Timing Your Cycle Counts
It can be very difficult to determine when in your business cycle you should be doing inventory counts. The entire point behind cycle counts was to eliminate having to shut down entirely to do wall-to-wall inventory from time to time. However, it is crucial that you aren’t interrupting business to do inventory on a group of products, for two reasons: First, it hurts customer service. Second, it leads to inaccurate counts as the product continues to move while you are counting.
Therefore, you need to consider things such as when the product is coming in, and when the low points in product sales occur. However, in most cases, you’ll still have to put a freeze on the product to get an accurate count. This is where cycle counts can help you soothe customer relations; the rest of your products are still being moved, and if you time your counts correctly, you can avoid high points in a specific group’s sales trends. If you cannot freeze activity on inventory while you count, then minimize as much as you can, and be sure that all movement is extremely well-documented so that it can be accounted for in inventory.
Many businesses solve this by having inventory counts done during the much slower third shift of business, or in the early hours of the business day before most of their customers arrive.
Improving Inventory Management with Cycle Counts
Finally, a good cycle count system helps you learn how to better manage your inventory. By having more data about how your inventory is moving on a micro level, you’ll be able to order, move, and market your products more intelligently.
For example: Say that your usual inventory schedule was once a quarter. But you’ve now switched to weekly cycle counts, and you find that a product group is moving extremely quickly during certain days, but for some reason doesn’t sell as much on Thursdays. You may wish to consider offering coupons specifically on Thursdays to bump sales. This is just one very simple example of how in-depth information about your inventory movements could be beneficial to other areas of your business. You can also impact your budget by lowering unnecessary ordering, reducing pilferage, and avoiding canceled orders due to the back ordered product.

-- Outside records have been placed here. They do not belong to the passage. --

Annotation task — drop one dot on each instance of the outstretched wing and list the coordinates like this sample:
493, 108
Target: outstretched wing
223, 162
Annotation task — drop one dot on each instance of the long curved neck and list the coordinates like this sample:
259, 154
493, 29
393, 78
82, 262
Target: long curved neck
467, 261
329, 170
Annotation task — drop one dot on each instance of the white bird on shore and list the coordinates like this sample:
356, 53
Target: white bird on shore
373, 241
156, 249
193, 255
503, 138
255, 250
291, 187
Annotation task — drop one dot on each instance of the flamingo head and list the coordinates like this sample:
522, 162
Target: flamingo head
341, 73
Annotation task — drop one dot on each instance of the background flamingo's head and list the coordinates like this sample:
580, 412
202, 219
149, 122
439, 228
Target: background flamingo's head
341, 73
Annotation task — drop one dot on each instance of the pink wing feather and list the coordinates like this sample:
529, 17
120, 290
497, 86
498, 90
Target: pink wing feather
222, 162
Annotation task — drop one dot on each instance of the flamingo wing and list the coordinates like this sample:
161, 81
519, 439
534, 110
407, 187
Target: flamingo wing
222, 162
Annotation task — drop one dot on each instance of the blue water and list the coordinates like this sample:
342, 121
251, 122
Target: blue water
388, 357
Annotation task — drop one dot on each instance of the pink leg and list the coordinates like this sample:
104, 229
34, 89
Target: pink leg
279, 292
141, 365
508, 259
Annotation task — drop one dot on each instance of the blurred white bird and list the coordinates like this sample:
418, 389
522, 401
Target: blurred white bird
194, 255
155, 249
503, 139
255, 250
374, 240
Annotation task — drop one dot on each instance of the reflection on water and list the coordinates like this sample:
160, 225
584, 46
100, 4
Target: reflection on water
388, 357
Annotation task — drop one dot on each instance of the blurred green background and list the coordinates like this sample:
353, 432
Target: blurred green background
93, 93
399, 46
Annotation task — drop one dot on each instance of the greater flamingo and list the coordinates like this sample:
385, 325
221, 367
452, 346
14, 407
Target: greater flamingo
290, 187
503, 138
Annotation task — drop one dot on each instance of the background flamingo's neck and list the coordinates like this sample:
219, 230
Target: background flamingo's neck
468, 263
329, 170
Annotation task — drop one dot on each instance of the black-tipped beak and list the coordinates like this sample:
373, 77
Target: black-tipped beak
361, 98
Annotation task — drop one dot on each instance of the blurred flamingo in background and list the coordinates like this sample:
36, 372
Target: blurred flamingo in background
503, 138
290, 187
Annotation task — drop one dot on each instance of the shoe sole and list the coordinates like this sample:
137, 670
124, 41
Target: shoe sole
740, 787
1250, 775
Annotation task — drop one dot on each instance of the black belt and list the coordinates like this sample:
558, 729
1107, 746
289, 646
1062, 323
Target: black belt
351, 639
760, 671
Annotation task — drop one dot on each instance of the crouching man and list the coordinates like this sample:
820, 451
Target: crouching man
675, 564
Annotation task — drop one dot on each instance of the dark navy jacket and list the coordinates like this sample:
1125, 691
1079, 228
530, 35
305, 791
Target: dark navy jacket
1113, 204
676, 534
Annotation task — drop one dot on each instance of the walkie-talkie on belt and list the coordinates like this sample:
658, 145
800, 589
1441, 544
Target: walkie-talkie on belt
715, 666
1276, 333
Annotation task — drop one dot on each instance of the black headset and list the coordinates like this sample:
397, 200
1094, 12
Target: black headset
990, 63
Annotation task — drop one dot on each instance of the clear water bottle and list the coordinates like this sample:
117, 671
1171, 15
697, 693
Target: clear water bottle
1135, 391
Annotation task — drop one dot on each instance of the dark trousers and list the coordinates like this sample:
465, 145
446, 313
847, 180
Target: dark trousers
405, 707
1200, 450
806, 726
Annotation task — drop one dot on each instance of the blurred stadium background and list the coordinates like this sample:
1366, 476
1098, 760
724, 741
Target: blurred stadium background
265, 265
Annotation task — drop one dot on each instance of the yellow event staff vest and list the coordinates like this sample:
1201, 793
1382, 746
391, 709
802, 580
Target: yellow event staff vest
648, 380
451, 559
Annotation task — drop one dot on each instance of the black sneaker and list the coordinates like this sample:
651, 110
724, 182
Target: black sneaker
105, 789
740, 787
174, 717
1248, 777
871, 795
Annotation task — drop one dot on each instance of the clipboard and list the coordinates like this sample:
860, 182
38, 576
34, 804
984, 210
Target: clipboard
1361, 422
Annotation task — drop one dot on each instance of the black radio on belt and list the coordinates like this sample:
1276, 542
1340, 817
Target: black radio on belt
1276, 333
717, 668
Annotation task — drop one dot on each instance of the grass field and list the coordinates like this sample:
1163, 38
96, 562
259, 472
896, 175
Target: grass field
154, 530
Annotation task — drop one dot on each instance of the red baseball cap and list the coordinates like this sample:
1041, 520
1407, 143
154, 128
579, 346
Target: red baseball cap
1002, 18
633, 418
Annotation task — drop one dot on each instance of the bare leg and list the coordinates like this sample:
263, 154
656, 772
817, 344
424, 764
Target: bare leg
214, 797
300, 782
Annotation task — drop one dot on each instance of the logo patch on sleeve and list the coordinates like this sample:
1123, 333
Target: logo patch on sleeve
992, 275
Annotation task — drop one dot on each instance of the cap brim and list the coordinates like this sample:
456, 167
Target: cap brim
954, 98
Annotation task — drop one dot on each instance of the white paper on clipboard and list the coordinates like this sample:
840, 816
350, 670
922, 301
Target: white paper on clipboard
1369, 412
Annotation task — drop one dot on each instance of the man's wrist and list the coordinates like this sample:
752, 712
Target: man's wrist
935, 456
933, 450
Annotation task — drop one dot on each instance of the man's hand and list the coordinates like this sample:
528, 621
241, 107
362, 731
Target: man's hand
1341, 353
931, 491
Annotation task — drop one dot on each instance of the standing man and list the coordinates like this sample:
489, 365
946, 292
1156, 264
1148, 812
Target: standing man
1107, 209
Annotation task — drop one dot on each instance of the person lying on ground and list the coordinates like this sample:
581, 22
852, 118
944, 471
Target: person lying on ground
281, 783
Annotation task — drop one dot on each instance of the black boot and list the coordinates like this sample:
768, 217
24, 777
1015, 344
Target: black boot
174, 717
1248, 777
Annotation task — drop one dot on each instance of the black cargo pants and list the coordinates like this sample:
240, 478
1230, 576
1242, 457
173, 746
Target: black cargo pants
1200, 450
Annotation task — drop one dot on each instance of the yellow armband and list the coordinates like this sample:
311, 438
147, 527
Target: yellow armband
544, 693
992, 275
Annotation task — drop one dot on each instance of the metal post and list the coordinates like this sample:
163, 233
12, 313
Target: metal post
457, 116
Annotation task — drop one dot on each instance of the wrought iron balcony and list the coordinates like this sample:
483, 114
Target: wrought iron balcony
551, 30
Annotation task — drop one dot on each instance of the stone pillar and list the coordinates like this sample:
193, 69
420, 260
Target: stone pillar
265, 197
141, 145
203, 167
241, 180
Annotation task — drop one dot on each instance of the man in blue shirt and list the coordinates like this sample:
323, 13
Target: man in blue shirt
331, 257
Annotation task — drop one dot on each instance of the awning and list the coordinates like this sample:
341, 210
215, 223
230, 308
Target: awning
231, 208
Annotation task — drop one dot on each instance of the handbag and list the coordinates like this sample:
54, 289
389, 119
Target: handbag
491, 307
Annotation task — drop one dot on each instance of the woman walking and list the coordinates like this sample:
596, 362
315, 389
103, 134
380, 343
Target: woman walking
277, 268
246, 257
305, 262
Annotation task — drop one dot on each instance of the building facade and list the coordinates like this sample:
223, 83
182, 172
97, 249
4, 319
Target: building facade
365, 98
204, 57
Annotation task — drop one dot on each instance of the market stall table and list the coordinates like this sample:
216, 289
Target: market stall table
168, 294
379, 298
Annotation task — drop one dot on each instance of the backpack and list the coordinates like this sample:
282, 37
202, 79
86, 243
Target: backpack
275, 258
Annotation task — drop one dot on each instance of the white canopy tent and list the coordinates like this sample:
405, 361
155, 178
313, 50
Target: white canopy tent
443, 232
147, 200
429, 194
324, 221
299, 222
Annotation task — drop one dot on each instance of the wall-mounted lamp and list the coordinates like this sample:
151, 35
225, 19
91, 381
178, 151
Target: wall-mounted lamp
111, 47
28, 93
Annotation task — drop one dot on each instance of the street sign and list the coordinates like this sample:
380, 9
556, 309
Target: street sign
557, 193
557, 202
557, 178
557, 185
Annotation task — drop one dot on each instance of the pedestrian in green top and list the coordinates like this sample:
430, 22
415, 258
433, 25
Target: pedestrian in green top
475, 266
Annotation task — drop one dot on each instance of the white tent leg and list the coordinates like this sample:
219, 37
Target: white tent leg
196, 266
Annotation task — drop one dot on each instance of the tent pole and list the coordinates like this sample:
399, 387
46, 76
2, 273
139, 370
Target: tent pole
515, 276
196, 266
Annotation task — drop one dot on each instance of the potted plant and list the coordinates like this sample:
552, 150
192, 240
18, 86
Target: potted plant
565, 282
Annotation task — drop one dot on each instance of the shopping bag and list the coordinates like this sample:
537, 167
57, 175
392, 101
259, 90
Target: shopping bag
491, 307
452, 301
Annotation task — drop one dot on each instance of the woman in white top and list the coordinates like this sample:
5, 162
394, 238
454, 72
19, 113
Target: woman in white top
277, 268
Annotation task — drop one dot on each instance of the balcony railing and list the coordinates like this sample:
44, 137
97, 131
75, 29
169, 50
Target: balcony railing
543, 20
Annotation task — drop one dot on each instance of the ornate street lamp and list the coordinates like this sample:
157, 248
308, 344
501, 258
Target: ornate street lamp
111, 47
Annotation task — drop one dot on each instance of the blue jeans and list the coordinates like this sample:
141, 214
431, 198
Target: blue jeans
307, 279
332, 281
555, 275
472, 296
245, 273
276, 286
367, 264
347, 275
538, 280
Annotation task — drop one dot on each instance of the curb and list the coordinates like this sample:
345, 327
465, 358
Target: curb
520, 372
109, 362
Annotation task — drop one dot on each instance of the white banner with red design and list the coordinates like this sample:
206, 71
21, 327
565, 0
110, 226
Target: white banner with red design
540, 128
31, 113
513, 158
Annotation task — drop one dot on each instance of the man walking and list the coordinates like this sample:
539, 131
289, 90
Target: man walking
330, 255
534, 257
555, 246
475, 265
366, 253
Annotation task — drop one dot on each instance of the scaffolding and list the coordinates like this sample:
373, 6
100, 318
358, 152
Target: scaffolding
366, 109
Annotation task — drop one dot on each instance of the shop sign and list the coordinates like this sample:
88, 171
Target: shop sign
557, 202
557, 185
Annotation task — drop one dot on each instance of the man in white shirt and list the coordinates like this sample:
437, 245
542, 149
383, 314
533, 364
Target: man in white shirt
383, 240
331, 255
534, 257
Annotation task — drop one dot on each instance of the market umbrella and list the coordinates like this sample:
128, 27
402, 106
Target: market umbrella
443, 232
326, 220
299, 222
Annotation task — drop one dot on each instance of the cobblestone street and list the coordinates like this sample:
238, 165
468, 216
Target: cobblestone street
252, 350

Overall, cycle counts are a great way to help maintain better, more accurate inventory data. But it all comes back to how well your inventory is organized. Without those groupings, you’ll find that cycle counting is nearly impossible. This is where ERPLY can be extremely helpful. By having a built-in grouping process for every piece of inventory that arrives in your business, ERPLY makes your cycle counts system automatic. Whether you choose our simplified two-group process, the ABC process, or some other product group system, you’ll find that your counts will be faster, more efficient, and much easier.